This week has been sort of an experiment.
Last week I started listening to a few episodes of the Tim Ferriss Show. I started with his interview with Tony Robbins and Peter H. Diamandis, mostly because I've followed Tony's amazing career off and on for years, starting with Unlimited Power, and I recently read both of Peter's books back to back, Abundance and Bold. But by pure coincidence, my friend and writing partner Nick Thacker asked me on the same day, and with no prompting, if I had listened to Tim's interview with Seth Godin.
I hadn't, but the minute I was done I queued it up. And I'm glad I did, because even though I've read nearly all of Seth's books, have dipped into his blog for years, and have heard or read hundreds of interviews, this one interview really woke something up in me.
Among other amazingly consistent practices, Seth maintains a daily blog. As in every day. Not every post is epic—some are just short sentence-to-paragraph long musings on marketing, technology, economics, philosophy ... there's a wide range of topics. And sometimes, the only thing they have in common is Seth himself. But what all this daily blogging does, at least from my perspective, is put him in constant communication with the people who appreciate and respect him most. He does it for us.
Actually ... by his own admission, he really does it for himself. He does it because it's a daily writing habit (sound familiar?) and because it puts his brain in exactly the mode in which it is most productive.
And I figure, since I write journal entries and daily novel word counts and daily planning anyway, I might as well make some of it public. It's not that difficult to add one more quick blog post to my day. So why not?
Not every post is going to be epic, and not every post is going to be completely on point. But I believe Seth is right about the power of creating something public every single day. It helps you, as a writer, but it also helps the reader. It creates an immense body of work online—handy for SEO and discoverability. And it helps build a public awareness and trust in you as a creator, while also creating some accountability between you and your audience.
So ... there. I'm committed. We're in this together now.
All that said, the experiment has only been running for a week. When I hit the 30 day mark I'll feel better about calling it a habit. But I think I'll get to that. A daily writing habit is something I really push for anyone who wants to be a writer full time, and I already have one. I'm just changing my audience a bit!
Another habit I'm going to build is giving you a weekly account of everything I'm up to. I'm going to send something to my mailing list every week, so if you aren't already on it sign up (and get three free books while you're at it!). I haven't quite landed on the best approach for delivering this content, so for this first one we'll start right here!
What I did when you weren't looking
First, as mentioned above, I did a lot of blogging this week. At least, I did a lot in comparison to what I've done over the past couple of years. So here's the roundup of blog posts since Sunday, 14 February (Valentine's Day!)—
Hear me out
Over the past few weeks there's been a lot of podcasting, especially since I started producing something kind of new. I can't uncap that yet ... I'll have a big ol' reveal soon. But for now, here are the highlights of the three shows I currently host, from the past week—
The Wordslinger Podcast
WPC-068 - Happening to your career with Scott Barlow
Who wants to go to a job they hate every day?

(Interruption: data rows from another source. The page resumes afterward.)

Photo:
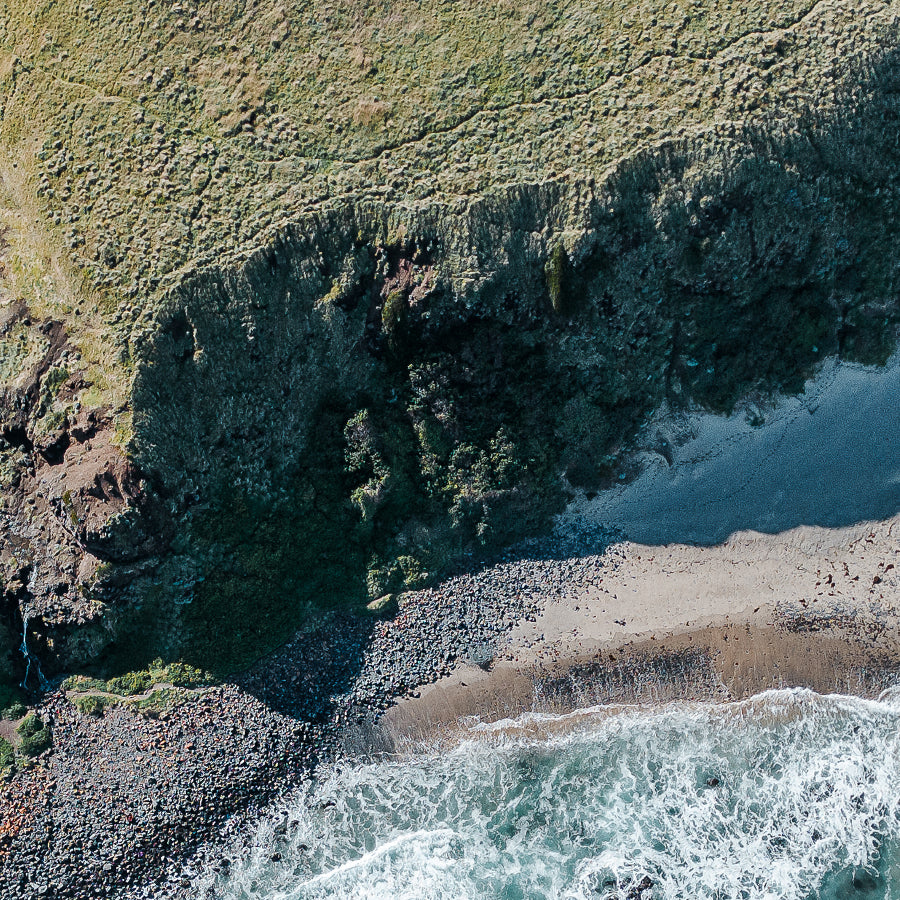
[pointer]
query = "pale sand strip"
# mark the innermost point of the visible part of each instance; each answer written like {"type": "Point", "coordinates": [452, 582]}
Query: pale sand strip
{"type": "Point", "coordinates": [807, 605]}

Is that just how it is? Scott Barlow says no. And in this episode of the Wordslinger Podcast he shares with you exactly how to happen to your career.
Self Publishing Answers
SPA 54: Writing Christian Fiction with Rachel Starr Thomson
Rachel Starr Thomson doesn't just have a cool name. She's a veritable writing rockstar (a "wrockstar"). She's been on the show before, but we caught up with her today to discuss a HUGE topic we've been pondering for quite some time: writing Christian fiction.
Creative Writing Career
CWC Ep19: Tools for Writing on the Road
Following the previous week’s discussion on writing remotely for games and film, this week Kevin, Justin, and Stephan talk about tools we use when writing remotely. This of course includes Evernote, Scrivener, and Amazon’s Story Writer.
Places where I showed up
In this space I'll post about any appearances I've made, digital or otherwise. Over the past week I didn't appear on any podcasts or anything, but I did get invited to Shadowbriar Elementary School, in the Westchase area of Houston. I spoke to a few classes there about being an author, as part of their Career Day shenanigans, and I had an absolute blast. I love talking to kids about books. Mostly I love doing Q&A with kids, because they ask all the questions I wish grownups would ask. So special thanks to Shadwobriar Elementary, and you can ask me back any time!
If you'd like to invite me to speak at your school, business, or event, contact me. For grownups I can can talk about writing and books as marketing and business tools, or I can talk about starting and growing an author career, writing fiction for a living, podcasting, and all kinds of stuff. Or we can just talk about stories. Because we're ultimately story folk, aren't we?
And lest people think that with all the blogging and podcasting I've given up on writing books altogether ...
Evergreen is on sale through the end of February for only $2.99! By far, Evergreen has been my most popular book, and the one that readers love to talk to me about. If you haven't read it, now's your chance.
Pick up an ebook copy from any of these fine and lovable online retailers:
And that's it! That's my week in review, and it's a lot chunkier than I had expected. Which, if you'e me, means you've had a good week.